The World Bank has warned that world development goals might not be met because of ongoing economic problems. In its report on Pakistan, the World Bank said that while Pakistan has avoided a big economic crisis, the country still needs to make important changes to fix its economy. Pakistan might not be able to reduce its debt or meet the financial goals set by the International Monetary Fund (IMF). The economy is still struggling because of high prices, uncertain government decisions, and other issues.

The World Bank says Pakistan’s economy will grow less than expected this year. It predicts 2.8% growth, but the government was hoping for 3.6%. Even though the economy may grow a little next year, it may not be enough to lower the high poverty rate of 40.5%.

The World Bank also says that while countries around Pakistan are growing, Pakistan’s population is growing very fast, making it harder to improve living conditions. The country needs to create jobs for 3.5 million new workers in the next two years, but the expected growth might not be enough.

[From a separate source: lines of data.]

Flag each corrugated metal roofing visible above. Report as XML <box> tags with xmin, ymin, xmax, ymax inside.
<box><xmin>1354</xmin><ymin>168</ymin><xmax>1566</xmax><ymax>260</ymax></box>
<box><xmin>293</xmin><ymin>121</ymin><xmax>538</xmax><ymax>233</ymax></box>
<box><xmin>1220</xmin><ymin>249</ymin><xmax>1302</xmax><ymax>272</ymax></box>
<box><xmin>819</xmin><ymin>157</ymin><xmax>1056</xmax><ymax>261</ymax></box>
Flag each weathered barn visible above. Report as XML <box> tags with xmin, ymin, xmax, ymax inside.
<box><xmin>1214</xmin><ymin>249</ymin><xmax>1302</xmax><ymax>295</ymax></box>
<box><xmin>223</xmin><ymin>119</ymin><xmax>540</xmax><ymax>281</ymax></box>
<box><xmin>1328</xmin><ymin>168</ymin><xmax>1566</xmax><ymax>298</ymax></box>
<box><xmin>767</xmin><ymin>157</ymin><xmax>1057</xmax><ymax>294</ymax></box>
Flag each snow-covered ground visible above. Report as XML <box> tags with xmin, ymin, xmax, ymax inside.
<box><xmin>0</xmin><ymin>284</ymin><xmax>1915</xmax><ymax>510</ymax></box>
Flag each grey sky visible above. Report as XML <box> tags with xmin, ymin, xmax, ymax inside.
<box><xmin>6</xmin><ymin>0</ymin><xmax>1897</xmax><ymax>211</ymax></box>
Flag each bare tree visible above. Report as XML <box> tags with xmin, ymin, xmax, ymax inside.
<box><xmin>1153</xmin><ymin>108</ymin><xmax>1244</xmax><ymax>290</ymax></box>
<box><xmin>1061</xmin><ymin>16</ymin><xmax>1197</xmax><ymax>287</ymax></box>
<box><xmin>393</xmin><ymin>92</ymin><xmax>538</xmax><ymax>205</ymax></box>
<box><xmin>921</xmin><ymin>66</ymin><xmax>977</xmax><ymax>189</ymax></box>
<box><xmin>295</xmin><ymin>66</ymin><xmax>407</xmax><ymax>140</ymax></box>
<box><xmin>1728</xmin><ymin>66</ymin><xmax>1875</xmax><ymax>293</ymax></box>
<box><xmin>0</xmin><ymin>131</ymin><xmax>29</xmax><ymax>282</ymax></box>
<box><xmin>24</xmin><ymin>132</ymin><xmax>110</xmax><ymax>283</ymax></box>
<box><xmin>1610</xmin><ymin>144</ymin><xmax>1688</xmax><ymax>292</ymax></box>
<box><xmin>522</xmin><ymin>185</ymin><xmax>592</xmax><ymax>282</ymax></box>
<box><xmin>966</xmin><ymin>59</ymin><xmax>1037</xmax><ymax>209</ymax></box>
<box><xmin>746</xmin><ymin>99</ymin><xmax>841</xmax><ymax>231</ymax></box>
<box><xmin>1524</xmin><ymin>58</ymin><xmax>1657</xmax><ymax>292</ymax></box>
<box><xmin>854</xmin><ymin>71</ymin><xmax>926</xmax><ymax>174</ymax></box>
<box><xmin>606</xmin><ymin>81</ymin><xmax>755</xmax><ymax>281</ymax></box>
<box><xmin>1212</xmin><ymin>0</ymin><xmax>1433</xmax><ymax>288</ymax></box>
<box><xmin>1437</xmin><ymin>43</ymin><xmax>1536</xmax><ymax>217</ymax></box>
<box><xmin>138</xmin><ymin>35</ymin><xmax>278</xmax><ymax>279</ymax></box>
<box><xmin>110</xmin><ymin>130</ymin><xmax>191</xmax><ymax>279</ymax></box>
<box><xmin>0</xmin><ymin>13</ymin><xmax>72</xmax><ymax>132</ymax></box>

The poverty rate has gone up a little from 40.2% to 40.5%. Even though Pakistanis living abroad sent more money last year, the value of that money has gone down because of high prices and a weaker currency.

Inflation (rising prices) is expected to stay around 11.1% this year, which is higher than the government’s goal. Food prices have gone down a little, which has helped poor families, but the cost of energy and other things is still very high, especially in rural areas. The World Bank says that interest rates might need to go down if inflation decreases, but it hasn’t said if the value of the Pakistani rupee is right or not.

The energy sector (electricity and power) is a big problem for Pakistan. The high cost of energy is hurting the economy, and the World Bank says it needs to be fixed quickly. Pakistan’s debt is also rising. By the end of this year, the country’s public debt is expected to be 73.8% of the economy’s total size, and it could go up to 74.7% next year, which is very high.

To fix these problems, the World Bank says Pakistan needs to make big changes, like improving the tax system, cutting unnecessary spending, and reducing government control over the economy. The country also needs to make trade and investment easier. The energy sector can improve if the private sector is involved, which can help reduce losses, improve services, and bring in new investments.

In conclusion, the World Bank says Pakistan needs to make these changes with help from both the government and the private sector to improve the economy and reduce risks in the future.